Looking on the web I found that deleting the sel and sel.raw files in the /var/log/ipmi/0 folder would clear up the space in the MAINSYS. Following that up with a restart of the management agents resulted in being able to delete the temporary vSwitch that was previously created.

The problem is likely not solved there though as I’ve read numerous reports of IPMI continuing to fill the MAINSYS. It seems this is a flaw in the way IPMI is enabled in that there is no mechanism to clear out older entries to avoid the MAINSYS from filling up. The only recourse I had to ensure this would not continue to fill up was to configure one of the advanced settings, vmkernel.boot.ipmi.enabled and set it to no.

I’d be interested to know if any one else out there has seen this first hand and if they have had the issue reoccur over time. This is something I would hope is fixed with the release of vSphere 5 this fall.

3 Responses to VMware vSphere Issue : MAINSYS Full

  1. Alec Prior says:

    We had this issue a couple of weeks ago. Created a new resource pool, and DRS failed almost instantly (“unable to apply settings” error). Recommended fix was to restart the management agents, but the first host this was done on they didn’t come back. Support call raised, and turned out that MAINSYS was full. Hence no logs either. Cue painful command line re-inventorying of all VMs on the host. The only curveball in our situation is we engaged Operation Footbullet when we built these hosts with only a 6GB san-boot disk.

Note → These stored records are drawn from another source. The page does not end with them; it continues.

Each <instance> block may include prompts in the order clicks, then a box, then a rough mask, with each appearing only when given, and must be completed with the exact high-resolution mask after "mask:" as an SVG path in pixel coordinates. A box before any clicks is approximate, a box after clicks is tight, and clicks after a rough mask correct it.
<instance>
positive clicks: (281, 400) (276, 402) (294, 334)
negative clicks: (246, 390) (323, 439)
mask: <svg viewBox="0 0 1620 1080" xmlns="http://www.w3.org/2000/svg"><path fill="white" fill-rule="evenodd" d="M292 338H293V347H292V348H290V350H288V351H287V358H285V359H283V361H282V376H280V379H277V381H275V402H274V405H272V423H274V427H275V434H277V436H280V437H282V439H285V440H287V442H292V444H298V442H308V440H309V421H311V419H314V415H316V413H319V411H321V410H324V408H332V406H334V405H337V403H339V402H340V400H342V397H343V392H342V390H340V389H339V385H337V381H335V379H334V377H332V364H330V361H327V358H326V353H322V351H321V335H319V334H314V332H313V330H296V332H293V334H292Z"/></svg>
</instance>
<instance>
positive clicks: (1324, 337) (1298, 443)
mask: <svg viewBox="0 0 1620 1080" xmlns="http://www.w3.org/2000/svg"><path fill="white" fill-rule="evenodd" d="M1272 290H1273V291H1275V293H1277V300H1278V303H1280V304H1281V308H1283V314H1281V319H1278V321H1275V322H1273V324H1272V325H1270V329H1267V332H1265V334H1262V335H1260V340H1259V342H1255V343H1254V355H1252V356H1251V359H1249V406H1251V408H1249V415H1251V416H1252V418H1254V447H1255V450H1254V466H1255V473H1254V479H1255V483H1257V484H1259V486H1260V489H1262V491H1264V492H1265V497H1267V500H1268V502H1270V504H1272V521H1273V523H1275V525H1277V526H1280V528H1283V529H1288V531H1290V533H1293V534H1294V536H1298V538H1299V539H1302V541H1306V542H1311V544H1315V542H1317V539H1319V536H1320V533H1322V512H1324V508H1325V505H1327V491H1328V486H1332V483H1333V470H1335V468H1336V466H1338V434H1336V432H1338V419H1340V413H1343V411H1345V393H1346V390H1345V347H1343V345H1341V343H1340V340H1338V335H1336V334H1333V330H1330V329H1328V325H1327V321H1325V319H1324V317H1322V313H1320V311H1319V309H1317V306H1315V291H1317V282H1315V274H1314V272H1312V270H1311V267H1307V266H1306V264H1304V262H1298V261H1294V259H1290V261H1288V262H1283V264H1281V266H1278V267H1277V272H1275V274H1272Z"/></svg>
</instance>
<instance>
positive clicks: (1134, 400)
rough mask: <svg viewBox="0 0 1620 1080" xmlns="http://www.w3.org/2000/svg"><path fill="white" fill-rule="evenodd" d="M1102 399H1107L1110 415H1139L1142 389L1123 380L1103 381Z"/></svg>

    Issue is yet to reoccur.

  2. Sean Crookston says:

    Thanks for the comment. I think one important thing I should have mentioned above is that the MAINFS is 32MB, which really suprised me. With disk pretty much being underutilized on ESXi hosts why not go a little bigger on there? I’d also like to see a cleanup mechanism to prevent this type of situation from ever happening in the next update/release.

  3. janr says:

    We had the same problem with a SuperMicro X8DTL board, disabling ipmi in VMware seems to have solved it for now.